Third, the analysis relied exclusively on self-reported switching intentions rather than on actual behavioral data, such as booking or cancellation records. Stated intentions may not always align with actual behaviors. Future studies could address this limitation by incorporating transactional or digital trace data to verify whether innovations truly reduce churn. Additionally, the study used a single survey-based method, raising the potential for common-method bias despite diagnostic checks. Mixed-methods approaches, such as combining surveys with behavioral experiments or qualitative interviews, could mitigate this risk and provide richer insights.

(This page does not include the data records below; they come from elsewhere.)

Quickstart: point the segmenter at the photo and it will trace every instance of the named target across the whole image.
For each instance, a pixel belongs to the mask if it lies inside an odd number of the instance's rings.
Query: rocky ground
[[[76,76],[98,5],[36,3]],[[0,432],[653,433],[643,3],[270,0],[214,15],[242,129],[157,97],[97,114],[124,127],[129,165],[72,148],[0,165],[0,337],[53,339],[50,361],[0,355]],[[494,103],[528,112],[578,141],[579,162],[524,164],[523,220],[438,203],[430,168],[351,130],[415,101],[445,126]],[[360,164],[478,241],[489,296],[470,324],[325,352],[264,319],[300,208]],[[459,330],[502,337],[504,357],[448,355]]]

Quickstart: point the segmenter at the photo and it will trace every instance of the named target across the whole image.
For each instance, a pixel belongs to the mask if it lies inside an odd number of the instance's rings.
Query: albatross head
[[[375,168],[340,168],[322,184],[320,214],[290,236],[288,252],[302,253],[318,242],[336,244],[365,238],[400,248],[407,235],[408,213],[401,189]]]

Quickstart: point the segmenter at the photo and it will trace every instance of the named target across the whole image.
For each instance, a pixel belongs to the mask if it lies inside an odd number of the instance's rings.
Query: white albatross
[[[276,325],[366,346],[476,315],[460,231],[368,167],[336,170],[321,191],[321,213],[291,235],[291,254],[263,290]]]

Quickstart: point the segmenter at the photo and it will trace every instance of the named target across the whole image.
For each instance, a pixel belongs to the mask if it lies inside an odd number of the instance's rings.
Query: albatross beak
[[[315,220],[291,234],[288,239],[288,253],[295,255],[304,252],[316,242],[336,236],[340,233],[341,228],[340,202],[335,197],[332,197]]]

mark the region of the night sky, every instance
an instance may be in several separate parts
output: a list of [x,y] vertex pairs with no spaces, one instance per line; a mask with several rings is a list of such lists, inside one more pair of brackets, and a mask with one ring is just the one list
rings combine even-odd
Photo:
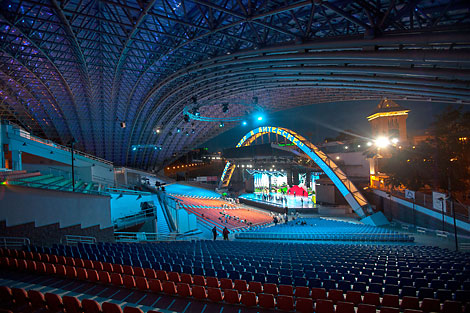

Finally, although partial measurement invariance was established, several T2 loadings were unusually high (approximately 0.93–0.95). While additional checks revealed no substantial bias, we acknowledge that minor response-shift effects or methodological artifacts may have contributed to the elevated coefficients at T2. Future studies could explicitly model response shift or differential item functioning across waves to better capture potential changes in measurement properties over time. Therefore, these unusually high T2 loadings should be considered as a caveat when interpreting temporal comparisons.
Author Contributions
Conceptualization, Y.X.; methodology, H.-Y.H.; software, Y.X.; validation, Y.X.; formal analysis, Y.X.; investigation, Y.X.; resources, H.-Y.H.; data curation, H.-Y.H.; writing—original draft preparation, H.-Y.H.; writing—review and editing, H.-Y.H.; visualization, Y.X.; supervision, H.-Y.H.; project administration, H.-Y.H. All authors have read and agreed to the published version of the manuscript.
Funding
This research received no external funding.
Institutional Review Board Statement
This research did not require ethics approval in accordance with the policies of Dongguk University, as it involved anonymized, non-sensitive survey data from adult participants. All participants provided informed consent prior to participating. According to the policies of Dongguk University (https://rnd.dongguk.edu/ko/page/sub/sub0601_02.do, accessed on 30 September 2025), research of this type (non-clinical, non-sensitive, anonymized survey without personally identifiable information) does not require Institutional Review Board (IRB) or Ethics Committee approval. All participants were fully informed about the purpose of the study and their voluntary participation, and informed consent was obtained prior to data collection.
Informed Consent Statement
All respondents were informed about the voluntary and anonymous nature of the survey and provided their consent before participation.
Data Availability Statement
Data presented in this study are available upon request from the corresponding author due to restrictions on the external exposure of data.
Conflicts of Interest
The authors declare no conflicts of interest.